As shown in the above figure, the relationship between the intersection ratio of four collinear straight lines and the intersection ratio of four collinear ordered points is: (abcd)=(APMB), (a'b'c'd')=(AMQB). Because every circumferential angle subtended by an arc in a circle is equal, two groups of four straight lines are "coincident" and obviously have the same cross ratio. Then (APMB)=(AMQB).
According to the definition of cross ratio, (MA/MP)? (BP/BA)=(QA/QM)? (BM/BA). From MA=MB, BP/MP=QA/QM is obtained after reduction. Subtract 1 from both sides, and BM/MP=MA/QM. From MA=MB, it can be proved that PM=QM.
The point is not the proof process itself. What I want to emphasize in this paper is that because a conic is only the projection of a circle, any property of the circle that is unchanged under the projection will also be owned by any conic. In this example, the cross ratio is invariant under projective transformation, so if the circle is projected into an arbitrary quadratic curve, the equation (abcd)=(a'b'c'd') still holds. The following proof process is of course exactly the same. For any conic, this seems to be an amazing conclusion, but it is so easy to get.
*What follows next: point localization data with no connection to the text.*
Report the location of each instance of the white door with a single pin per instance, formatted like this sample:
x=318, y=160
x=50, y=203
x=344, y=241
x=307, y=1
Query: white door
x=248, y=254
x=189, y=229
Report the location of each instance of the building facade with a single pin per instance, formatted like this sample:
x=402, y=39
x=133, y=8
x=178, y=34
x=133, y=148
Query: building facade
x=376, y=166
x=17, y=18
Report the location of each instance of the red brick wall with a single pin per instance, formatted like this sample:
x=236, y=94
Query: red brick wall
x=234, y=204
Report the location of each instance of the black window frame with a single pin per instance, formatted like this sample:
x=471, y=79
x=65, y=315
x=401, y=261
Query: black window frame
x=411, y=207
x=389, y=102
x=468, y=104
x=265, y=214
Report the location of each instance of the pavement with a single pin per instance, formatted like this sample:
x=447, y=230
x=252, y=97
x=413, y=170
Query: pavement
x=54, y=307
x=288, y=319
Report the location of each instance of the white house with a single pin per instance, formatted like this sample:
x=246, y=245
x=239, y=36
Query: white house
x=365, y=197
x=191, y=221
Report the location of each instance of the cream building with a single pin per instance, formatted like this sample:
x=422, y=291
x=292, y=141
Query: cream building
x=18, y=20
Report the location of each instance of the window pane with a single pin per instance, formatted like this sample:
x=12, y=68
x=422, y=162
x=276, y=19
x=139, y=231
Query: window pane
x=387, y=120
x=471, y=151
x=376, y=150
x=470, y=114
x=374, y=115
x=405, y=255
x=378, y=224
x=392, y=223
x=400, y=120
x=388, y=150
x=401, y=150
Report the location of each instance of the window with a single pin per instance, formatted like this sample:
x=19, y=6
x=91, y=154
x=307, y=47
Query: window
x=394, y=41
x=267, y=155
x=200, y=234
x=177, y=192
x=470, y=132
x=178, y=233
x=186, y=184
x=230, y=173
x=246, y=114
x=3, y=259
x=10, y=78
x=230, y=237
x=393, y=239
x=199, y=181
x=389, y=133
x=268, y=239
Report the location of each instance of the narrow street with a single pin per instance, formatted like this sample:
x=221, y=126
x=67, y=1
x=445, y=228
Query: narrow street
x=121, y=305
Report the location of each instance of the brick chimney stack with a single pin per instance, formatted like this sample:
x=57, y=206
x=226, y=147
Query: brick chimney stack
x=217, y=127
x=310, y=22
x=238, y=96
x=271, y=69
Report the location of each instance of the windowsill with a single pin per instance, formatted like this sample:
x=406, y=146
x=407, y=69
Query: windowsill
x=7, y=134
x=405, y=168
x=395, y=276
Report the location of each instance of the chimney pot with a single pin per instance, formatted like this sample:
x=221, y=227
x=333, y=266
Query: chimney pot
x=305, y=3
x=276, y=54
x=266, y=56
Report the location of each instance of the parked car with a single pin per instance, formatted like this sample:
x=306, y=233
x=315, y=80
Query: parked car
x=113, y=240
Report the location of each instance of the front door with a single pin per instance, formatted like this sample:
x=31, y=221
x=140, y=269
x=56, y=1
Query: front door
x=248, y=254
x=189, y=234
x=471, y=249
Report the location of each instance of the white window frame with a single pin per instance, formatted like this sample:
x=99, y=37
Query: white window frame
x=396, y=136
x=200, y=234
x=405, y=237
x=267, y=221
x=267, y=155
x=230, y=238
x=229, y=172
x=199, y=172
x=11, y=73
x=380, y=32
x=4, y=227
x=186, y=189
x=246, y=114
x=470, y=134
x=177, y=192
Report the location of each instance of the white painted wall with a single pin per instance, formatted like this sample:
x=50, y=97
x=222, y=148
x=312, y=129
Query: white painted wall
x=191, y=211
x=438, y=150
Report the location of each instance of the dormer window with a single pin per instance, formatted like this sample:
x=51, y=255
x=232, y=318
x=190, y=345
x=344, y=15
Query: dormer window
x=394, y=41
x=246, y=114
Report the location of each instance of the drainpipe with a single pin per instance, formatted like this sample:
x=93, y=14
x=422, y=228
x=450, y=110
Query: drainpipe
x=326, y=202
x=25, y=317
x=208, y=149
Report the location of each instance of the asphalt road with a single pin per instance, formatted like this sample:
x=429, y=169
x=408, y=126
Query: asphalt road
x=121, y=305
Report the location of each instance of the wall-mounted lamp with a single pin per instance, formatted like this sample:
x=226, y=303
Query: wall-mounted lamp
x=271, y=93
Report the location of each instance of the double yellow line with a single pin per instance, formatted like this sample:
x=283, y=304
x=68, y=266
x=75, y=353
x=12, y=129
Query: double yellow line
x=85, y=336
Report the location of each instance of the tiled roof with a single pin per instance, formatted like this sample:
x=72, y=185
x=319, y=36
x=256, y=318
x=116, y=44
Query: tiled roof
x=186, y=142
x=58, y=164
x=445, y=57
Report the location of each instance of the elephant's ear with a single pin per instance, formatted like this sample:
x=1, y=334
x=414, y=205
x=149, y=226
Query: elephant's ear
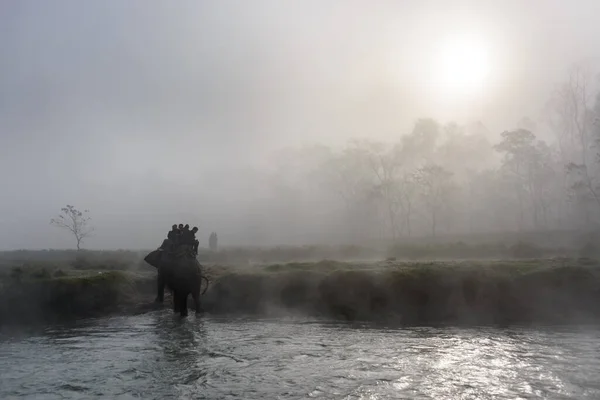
x=153, y=258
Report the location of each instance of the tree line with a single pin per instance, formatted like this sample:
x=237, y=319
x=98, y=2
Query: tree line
x=448, y=178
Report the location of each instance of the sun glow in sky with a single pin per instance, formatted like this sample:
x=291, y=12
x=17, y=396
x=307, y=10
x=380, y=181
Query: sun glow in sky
x=462, y=66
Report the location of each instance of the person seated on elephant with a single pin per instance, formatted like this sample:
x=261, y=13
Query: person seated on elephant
x=196, y=243
x=186, y=236
x=172, y=235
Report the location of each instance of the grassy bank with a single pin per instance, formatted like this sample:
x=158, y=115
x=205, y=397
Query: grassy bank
x=556, y=291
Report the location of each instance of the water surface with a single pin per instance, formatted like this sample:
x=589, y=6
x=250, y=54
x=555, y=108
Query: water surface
x=159, y=356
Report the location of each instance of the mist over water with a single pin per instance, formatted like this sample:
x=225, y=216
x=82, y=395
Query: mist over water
x=237, y=118
x=156, y=356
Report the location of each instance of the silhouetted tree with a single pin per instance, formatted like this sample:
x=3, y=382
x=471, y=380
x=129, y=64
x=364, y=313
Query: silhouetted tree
x=74, y=221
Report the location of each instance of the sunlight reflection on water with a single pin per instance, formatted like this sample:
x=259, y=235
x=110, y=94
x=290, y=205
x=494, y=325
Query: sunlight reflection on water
x=158, y=356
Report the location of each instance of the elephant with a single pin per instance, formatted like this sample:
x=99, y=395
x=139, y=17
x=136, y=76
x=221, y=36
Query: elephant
x=181, y=272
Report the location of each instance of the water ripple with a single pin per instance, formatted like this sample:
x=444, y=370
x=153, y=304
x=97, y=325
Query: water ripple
x=159, y=356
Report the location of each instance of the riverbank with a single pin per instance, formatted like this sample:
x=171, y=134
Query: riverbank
x=553, y=291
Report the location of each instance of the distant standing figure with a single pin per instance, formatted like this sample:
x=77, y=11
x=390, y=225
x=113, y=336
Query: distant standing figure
x=213, y=241
x=195, y=241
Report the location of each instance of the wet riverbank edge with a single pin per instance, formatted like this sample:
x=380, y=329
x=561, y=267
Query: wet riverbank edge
x=555, y=291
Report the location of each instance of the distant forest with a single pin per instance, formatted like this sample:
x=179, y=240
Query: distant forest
x=449, y=179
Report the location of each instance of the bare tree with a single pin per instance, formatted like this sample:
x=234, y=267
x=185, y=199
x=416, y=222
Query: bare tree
x=75, y=222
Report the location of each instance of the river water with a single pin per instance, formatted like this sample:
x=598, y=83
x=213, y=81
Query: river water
x=159, y=356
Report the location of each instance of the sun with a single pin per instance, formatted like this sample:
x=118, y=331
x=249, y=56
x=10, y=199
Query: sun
x=462, y=65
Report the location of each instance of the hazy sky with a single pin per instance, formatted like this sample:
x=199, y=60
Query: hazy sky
x=151, y=112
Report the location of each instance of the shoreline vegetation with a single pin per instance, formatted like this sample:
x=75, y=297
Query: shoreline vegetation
x=429, y=284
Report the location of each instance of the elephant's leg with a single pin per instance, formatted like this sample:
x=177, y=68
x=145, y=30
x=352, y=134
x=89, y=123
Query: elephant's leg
x=183, y=304
x=176, y=304
x=160, y=286
x=197, y=304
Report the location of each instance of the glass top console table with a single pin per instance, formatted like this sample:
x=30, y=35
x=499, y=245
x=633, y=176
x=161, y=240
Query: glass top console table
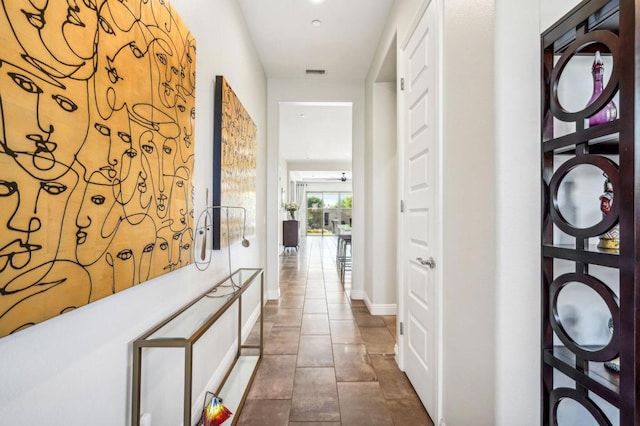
x=186, y=326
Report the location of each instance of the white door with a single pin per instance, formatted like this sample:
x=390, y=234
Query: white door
x=420, y=235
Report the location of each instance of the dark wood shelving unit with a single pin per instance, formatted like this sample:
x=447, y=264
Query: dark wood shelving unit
x=573, y=373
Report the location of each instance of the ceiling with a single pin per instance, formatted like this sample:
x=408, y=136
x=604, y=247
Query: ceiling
x=343, y=45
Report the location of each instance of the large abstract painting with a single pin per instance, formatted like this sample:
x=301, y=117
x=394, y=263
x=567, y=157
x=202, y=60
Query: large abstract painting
x=234, y=167
x=97, y=103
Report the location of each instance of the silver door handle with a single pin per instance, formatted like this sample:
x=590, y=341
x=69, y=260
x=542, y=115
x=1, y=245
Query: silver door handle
x=429, y=262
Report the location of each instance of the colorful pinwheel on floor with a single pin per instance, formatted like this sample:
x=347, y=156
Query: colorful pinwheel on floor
x=216, y=413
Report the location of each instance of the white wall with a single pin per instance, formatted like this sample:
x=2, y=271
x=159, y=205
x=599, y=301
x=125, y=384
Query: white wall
x=75, y=369
x=315, y=90
x=490, y=348
x=382, y=203
x=517, y=121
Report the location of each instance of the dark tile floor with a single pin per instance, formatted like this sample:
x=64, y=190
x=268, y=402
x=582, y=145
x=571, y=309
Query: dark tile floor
x=327, y=361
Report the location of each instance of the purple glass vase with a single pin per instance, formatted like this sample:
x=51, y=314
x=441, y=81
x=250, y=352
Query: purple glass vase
x=609, y=112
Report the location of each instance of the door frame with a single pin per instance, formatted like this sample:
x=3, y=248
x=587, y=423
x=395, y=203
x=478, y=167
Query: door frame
x=401, y=123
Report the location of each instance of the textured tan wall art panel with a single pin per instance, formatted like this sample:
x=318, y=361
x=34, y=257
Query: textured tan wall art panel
x=96, y=151
x=234, y=179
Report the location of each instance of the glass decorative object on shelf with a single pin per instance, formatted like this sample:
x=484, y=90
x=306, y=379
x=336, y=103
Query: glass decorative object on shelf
x=609, y=112
x=214, y=412
x=614, y=364
x=610, y=239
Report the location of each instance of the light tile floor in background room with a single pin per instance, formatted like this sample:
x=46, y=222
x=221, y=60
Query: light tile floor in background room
x=327, y=361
Irelan's root program, which is familiar to math lovers, tells us that a geometry studies nothing more than invariance under a certain transformation, and the importance of topology lies in that it studies invariance under the most drastic transformation. In the example of butterfly theorem, we have deepened our understanding of this important mathematical idea through the concrete example of the invariance of cross ratio under projective transformation. On the contrary, with such a macro perspective, it is so easy to solve the problem of extending butterfly theorem to ordinary cones.
Yellow butterflies in August, hovering in the grass of our West Garden in pairs. I especially like these two poems in Li Bai's Long March. On a cloudy afternoon in late spring, I mentioned the famous butterfly theorem again, and used a beautiful cone system and projective geometry to fly together, flying over many beautiful scenery.